Predicted total numbers of E. coli cfu in the mammary gland and the intracellular reservoir combined for seven transient and four persistent infections from the deterministic (A) and stochastic (B) versions of the model.

This value of the nadir in E. coli bacterial numbers was highly sensitive to the assumed duration of survival of bacteria in the intracellular reservoir. This duration of survival has a threshold value for simulations of the stochastic model of about 1 day where below the threshold fadeout was most likely and above the threshold persistence was more likely. For these sets of models we assumed this duration to be approximately 10 days (an alternative estimate of 2 days was also considered with similar results) for persistent infections and estimated (by fitting) the duration to be about 0.8 days for transient infections.

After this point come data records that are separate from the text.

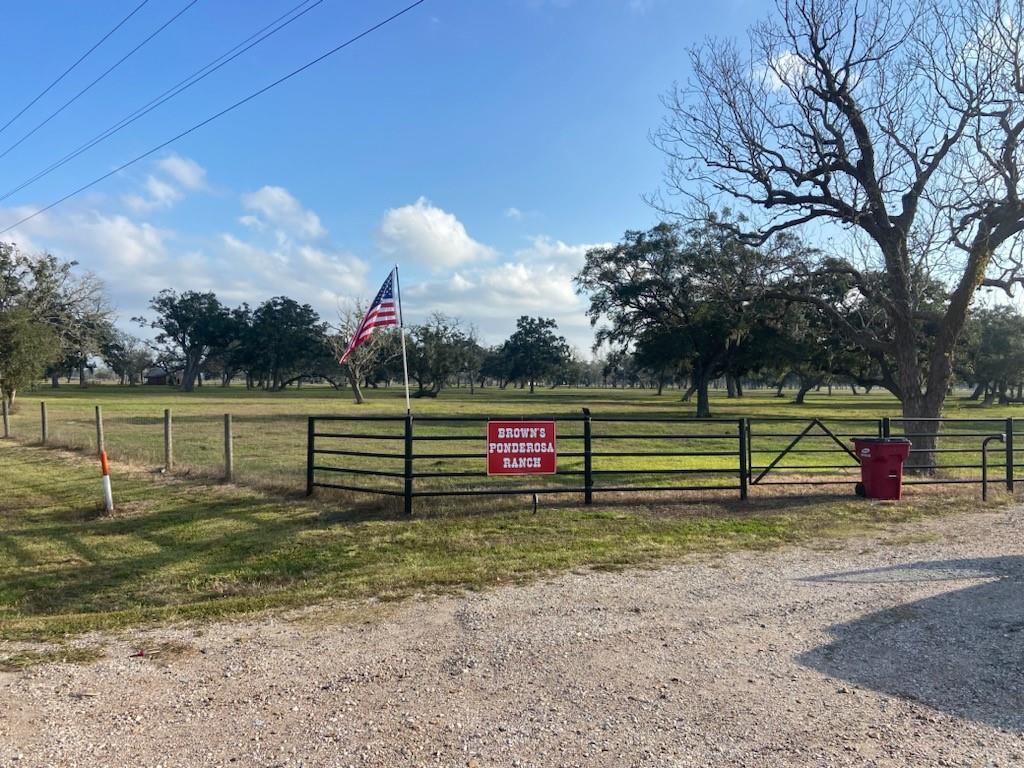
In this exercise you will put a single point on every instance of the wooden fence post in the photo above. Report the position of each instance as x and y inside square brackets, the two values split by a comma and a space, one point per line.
[228, 450]
[310, 434]
[408, 494]
[100, 443]
[1010, 454]
[588, 460]
[168, 441]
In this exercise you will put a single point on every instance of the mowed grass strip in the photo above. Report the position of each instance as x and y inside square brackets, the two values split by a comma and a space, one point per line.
[183, 550]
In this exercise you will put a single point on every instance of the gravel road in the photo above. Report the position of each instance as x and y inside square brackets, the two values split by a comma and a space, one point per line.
[864, 652]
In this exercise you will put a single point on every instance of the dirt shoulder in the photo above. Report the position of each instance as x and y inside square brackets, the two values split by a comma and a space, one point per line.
[867, 652]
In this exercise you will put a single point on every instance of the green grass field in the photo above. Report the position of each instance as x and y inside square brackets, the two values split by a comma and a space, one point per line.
[180, 549]
[270, 430]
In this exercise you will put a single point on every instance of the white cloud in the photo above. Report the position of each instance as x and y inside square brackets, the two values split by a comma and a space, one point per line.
[278, 207]
[536, 281]
[184, 171]
[165, 190]
[785, 70]
[429, 236]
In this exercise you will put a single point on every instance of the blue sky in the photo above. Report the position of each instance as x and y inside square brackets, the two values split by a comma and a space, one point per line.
[482, 144]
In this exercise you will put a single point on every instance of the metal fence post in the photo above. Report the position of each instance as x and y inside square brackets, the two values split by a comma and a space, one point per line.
[310, 433]
[168, 441]
[100, 442]
[228, 450]
[588, 461]
[1010, 454]
[409, 465]
[742, 458]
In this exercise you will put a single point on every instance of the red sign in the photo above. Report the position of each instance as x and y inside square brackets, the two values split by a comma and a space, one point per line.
[521, 448]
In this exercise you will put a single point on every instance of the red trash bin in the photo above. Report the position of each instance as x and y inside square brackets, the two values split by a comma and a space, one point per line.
[882, 465]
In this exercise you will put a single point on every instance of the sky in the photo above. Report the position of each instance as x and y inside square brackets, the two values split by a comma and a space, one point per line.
[482, 145]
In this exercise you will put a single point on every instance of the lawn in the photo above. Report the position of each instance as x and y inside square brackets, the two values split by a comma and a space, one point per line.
[270, 429]
[180, 549]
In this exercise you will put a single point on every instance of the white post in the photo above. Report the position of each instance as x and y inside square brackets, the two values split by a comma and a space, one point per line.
[108, 495]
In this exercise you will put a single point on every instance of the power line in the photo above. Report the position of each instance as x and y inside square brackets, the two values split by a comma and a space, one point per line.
[117, 64]
[77, 62]
[171, 92]
[220, 114]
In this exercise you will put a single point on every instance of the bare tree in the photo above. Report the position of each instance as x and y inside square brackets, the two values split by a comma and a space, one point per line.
[895, 123]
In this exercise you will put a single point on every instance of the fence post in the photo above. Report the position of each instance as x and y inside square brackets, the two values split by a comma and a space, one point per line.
[588, 461]
[742, 459]
[168, 441]
[409, 464]
[1010, 454]
[100, 443]
[228, 450]
[310, 431]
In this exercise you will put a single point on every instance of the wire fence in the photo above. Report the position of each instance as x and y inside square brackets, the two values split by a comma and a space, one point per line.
[261, 451]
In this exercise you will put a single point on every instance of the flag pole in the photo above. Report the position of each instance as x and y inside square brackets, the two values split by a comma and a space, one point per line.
[401, 331]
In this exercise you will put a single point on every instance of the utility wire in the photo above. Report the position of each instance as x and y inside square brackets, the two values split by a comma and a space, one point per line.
[77, 62]
[225, 111]
[171, 92]
[117, 64]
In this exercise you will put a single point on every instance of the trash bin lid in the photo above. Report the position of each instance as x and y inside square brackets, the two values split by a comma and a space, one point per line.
[883, 440]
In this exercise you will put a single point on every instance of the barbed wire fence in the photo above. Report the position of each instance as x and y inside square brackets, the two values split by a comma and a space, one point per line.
[259, 451]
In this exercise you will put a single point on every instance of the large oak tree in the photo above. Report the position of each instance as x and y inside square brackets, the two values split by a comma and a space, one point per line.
[890, 126]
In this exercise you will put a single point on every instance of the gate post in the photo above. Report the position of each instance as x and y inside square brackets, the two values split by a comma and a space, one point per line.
[1010, 454]
[742, 459]
[588, 461]
[408, 492]
[310, 431]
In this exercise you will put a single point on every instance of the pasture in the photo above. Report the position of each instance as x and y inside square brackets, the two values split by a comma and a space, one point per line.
[187, 547]
[269, 428]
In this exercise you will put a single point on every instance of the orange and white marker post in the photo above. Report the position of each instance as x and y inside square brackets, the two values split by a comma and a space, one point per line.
[108, 495]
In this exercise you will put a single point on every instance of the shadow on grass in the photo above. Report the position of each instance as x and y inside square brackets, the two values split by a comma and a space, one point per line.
[960, 651]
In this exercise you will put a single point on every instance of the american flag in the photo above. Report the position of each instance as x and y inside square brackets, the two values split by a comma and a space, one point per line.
[381, 312]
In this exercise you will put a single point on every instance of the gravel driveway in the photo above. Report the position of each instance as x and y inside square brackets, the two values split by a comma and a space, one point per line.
[869, 654]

The discretized stochastic model was run 1 000 times and fadeout in the transiently infected cows and no fadeout in the persistently infected cows was predicted for 996 out of 1 000 runs. In four runs one or more of the modelled transient infections did not fadeout. In 1 000 runs the modelled persistent infections did not fadeout. This result confirms the conclusion from the deterministic model that the nadir in E. coli bacterial numbers for transient infections after the initial acute phase will generally result in fadeout of the bacterial population and thus clearance of infection.

4. DISCUSSION

The mathematical model presented reproduces the observed dynamic behaviour of both transient and persistent infections. The predicted time-dependent behaviour of the pro- and anti-inflammatory cytokine concentrations is also consistent with our current biological knowledge.

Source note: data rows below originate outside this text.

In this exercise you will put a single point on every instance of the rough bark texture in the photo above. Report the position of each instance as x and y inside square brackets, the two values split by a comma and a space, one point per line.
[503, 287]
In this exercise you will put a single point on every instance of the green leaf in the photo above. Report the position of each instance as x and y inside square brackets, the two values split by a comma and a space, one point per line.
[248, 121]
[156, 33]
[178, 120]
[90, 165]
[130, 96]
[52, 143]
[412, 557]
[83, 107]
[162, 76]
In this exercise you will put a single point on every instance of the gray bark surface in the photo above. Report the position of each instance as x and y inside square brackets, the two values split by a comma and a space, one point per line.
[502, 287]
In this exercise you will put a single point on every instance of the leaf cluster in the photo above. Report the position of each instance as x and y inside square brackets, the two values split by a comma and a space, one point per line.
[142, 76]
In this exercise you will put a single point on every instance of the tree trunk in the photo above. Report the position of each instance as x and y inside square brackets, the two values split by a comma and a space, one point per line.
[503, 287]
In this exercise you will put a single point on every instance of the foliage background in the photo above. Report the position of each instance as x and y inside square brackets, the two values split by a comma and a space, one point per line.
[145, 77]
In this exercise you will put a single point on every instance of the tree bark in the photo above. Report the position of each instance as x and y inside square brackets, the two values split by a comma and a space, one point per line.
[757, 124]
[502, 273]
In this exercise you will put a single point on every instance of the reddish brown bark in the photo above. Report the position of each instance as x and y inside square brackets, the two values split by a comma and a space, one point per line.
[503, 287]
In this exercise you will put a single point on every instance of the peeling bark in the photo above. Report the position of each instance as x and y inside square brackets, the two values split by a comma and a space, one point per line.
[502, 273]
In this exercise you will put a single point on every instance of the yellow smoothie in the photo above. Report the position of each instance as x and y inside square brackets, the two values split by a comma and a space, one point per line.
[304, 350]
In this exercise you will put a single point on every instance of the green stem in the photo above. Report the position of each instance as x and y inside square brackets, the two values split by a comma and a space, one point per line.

We show that for parameter values suitable for transient infections, the model predicts that the total number of bacteria in the mammary gland drops to values at which spontaneous clearance of the infection is highly likely due to stochastic effects. The predicted minimum level of bacteria present is sensitive to changes in the duration of survival in the intracellular reservoir. Long durations of survival in the intracellular reservoir correspond with high bacteria counts in the nadir of cfu following the acute phase, indicating a failure to spontaneously clear the infection and thereby leading to a persistent infection. Hence, the key parameters distinguishing transient from persistent infections were the parameters a, b and di (respectively the rates of movement of bacteria between the milk and the intra-cellular reservoir and the intracellular bacterial death rate). These three parameters were indeed different between transient and persistent infections when estimated from observed data (Tab. I).

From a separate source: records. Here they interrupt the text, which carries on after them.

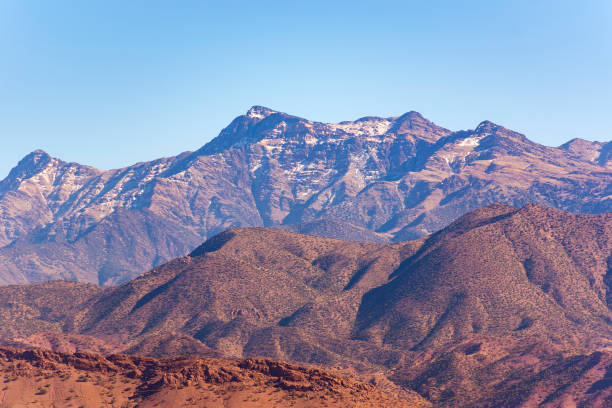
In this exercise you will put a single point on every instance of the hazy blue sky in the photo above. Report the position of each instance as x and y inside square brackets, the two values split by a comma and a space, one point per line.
[110, 83]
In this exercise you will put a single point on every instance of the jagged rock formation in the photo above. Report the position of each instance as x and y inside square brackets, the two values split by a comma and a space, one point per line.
[504, 304]
[50, 379]
[374, 178]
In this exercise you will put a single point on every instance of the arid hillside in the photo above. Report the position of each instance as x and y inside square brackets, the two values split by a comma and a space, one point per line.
[503, 303]
[49, 379]
[379, 179]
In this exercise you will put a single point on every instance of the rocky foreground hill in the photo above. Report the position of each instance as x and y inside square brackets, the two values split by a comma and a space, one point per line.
[48, 379]
[504, 307]
[376, 179]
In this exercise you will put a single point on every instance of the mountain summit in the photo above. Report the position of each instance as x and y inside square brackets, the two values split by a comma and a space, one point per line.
[378, 178]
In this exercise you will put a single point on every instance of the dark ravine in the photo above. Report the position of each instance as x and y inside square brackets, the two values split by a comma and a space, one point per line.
[504, 304]
[379, 179]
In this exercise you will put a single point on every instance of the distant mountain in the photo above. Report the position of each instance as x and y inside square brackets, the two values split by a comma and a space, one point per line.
[504, 307]
[374, 178]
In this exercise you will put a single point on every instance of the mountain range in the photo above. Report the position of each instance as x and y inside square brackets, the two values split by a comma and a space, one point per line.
[505, 306]
[373, 179]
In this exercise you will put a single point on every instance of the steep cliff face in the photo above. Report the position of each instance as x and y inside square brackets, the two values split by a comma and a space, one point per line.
[374, 178]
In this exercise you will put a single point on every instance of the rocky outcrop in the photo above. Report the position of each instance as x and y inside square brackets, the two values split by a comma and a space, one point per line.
[374, 178]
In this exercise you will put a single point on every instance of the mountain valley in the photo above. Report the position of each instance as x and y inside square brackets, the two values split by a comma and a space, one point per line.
[373, 179]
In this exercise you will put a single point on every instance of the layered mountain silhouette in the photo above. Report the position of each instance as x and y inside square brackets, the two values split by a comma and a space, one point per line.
[380, 179]
[504, 307]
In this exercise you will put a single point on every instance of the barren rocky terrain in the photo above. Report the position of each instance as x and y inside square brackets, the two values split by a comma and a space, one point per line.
[376, 179]
[48, 379]
[504, 307]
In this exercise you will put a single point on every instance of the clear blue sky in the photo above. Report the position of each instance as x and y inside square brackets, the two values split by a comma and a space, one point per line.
[109, 83]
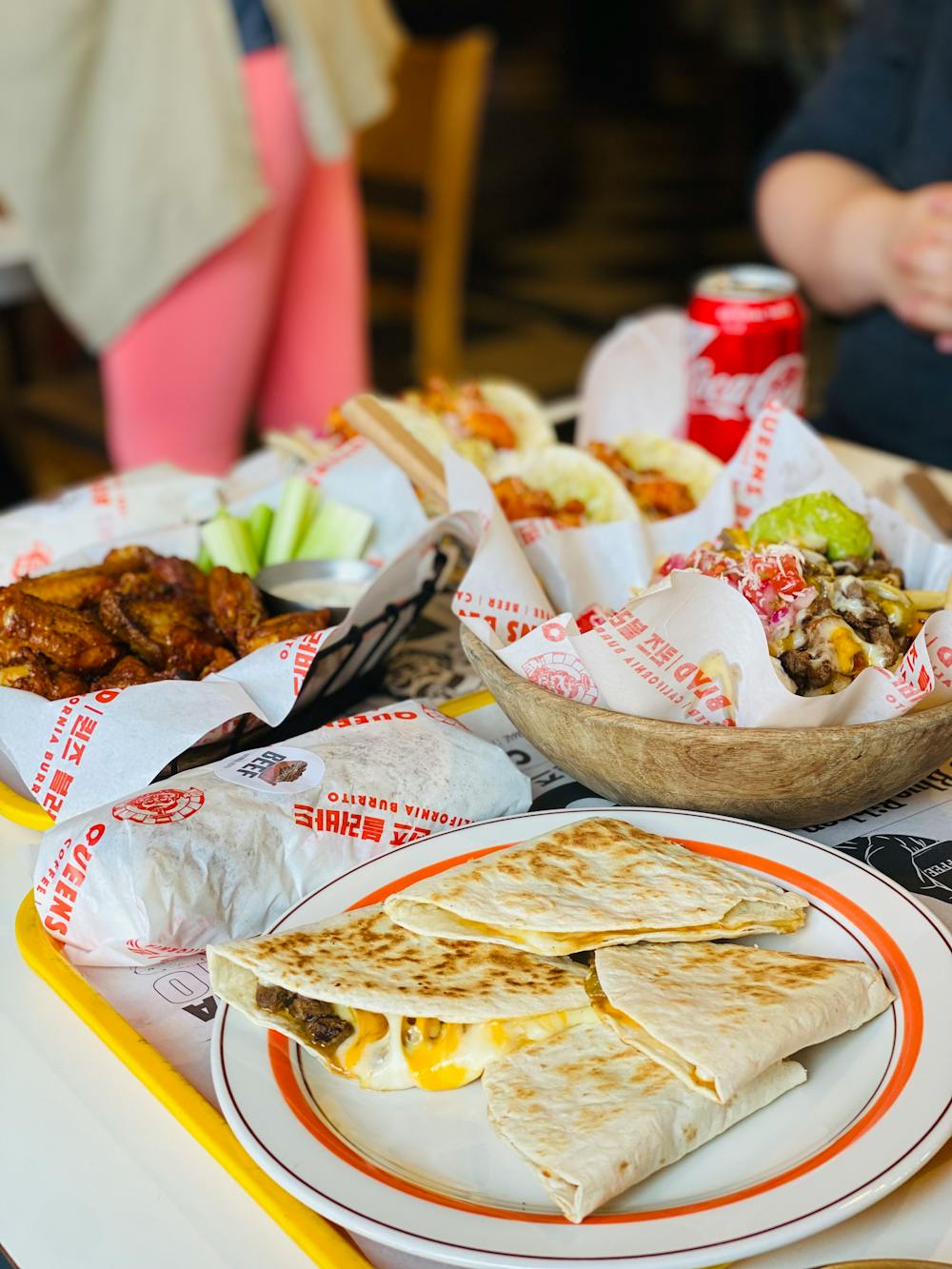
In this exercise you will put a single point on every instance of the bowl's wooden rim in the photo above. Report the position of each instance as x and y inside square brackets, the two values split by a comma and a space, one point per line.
[924, 720]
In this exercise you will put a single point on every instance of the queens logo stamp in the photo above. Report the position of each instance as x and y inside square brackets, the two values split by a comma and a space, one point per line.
[162, 806]
[564, 674]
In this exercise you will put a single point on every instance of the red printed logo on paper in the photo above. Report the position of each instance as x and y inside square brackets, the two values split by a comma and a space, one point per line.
[162, 806]
[26, 564]
[564, 674]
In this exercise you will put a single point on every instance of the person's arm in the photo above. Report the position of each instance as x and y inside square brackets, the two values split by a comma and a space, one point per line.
[855, 241]
[824, 207]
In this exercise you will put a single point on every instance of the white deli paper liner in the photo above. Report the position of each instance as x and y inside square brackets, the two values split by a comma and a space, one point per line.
[654, 656]
[82, 751]
[354, 472]
[37, 536]
[636, 378]
[202, 858]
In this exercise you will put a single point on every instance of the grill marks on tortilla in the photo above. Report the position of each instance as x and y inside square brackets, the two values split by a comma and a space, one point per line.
[592, 882]
[365, 961]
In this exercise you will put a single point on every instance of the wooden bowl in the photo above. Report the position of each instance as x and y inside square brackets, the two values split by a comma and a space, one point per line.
[784, 776]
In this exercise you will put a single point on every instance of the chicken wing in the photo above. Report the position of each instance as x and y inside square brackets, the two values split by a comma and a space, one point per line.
[128, 673]
[72, 587]
[23, 669]
[65, 683]
[166, 633]
[221, 659]
[65, 636]
[236, 605]
[181, 578]
[278, 628]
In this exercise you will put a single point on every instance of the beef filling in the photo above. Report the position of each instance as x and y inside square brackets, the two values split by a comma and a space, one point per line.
[316, 1018]
[805, 670]
[273, 1001]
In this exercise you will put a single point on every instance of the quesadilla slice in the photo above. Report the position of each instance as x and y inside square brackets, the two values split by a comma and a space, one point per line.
[593, 883]
[395, 1010]
[593, 1117]
[718, 1014]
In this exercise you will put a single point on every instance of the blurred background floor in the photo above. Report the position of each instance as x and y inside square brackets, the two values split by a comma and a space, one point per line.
[613, 165]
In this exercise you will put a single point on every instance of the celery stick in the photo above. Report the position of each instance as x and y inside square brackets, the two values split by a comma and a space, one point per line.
[296, 507]
[228, 544]
[337, 532]
[259, 525]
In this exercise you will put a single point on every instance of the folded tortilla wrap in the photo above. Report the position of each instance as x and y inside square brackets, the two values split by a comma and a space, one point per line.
[593, 883]
[567, 473]
[682, 460]
[521, 408]
[718, 1014]
[593, 1117]
[395, 1010]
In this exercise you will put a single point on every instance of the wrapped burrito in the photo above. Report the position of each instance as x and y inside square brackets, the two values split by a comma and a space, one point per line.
[593, 883]
[395, 1010]
[592, 1117]
[719, 1014]
[223, 850]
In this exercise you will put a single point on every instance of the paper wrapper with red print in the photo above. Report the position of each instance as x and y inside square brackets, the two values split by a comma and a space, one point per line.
[692, 648]
[82, 751]
[223, 850]
[499, 589]
[41, 536]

Our parameter estimates were very similar to the estimates used by Detilleux et al. [10], although the current model is obviously more complex and needed additional input data. However, estimates of key parameters such as bacterial growth rate (1.40 per hour) and concentration reduction rate due to killing (240 × 10−6 μL/cell per hour) were very similar to previous simulation models [10] where the growth rate estimates ranged from 0.54 to 0.8 per hour and those for the killing rate ranged from 184 × 10−6 to 431 × 10−6 μL/cell per hour. Since both our model and previous models validated their estimates on actual observed data, this is not really surprising.

The purpose of this analysis was to propose the most likely explanation for why some E. coli infections persist in the mammary gland, whilst others do not. We propose that bacterial strains that result in persistent infections are more effective (by an order of magnitude) at surviving in an intra-cellular reservoir in mammary epithelial cells. This is consistent with a related E. coli survival mechanism where intracellular biofilm-like structures, called intracellular bacterial communities, were associated with persistent E. coli infections [7]. Other candidate explanations from the analysis are due to differences at the host response rather than the bacterial strain level [8, 23]. Namely that (a) persistent infections occur when there is a lower or delayed influx of PMN in the presence of pro-inflammatory cytokines [20, 27], or (b) persistent infections result from a short half-life and decreased functionality of PMN such as impaired phagocytosis and/or killing capacity [9, 23]. However, these alternative explanations are unlikely to be a general mechanism responsible for creating the observed patterns. In the case of low or delayed PMN influx, the model predicts unrealistically high numbers of E. coli during the transient infection dynamics. In the case of a short life expectancy of PMN, our model would require an unrealistically short half-life to be able to fit data for cows with a persistent intramammary infection. Also, there is good in vitro experimental evidence to suggest that E. coli strains present in persistent infections have different attributes from those present in transient infections [11], thereby suggesting that the difference in pathogenesis between transient and persistent infections is due to the type of bacteria rather than the type of response mounted by individual cows.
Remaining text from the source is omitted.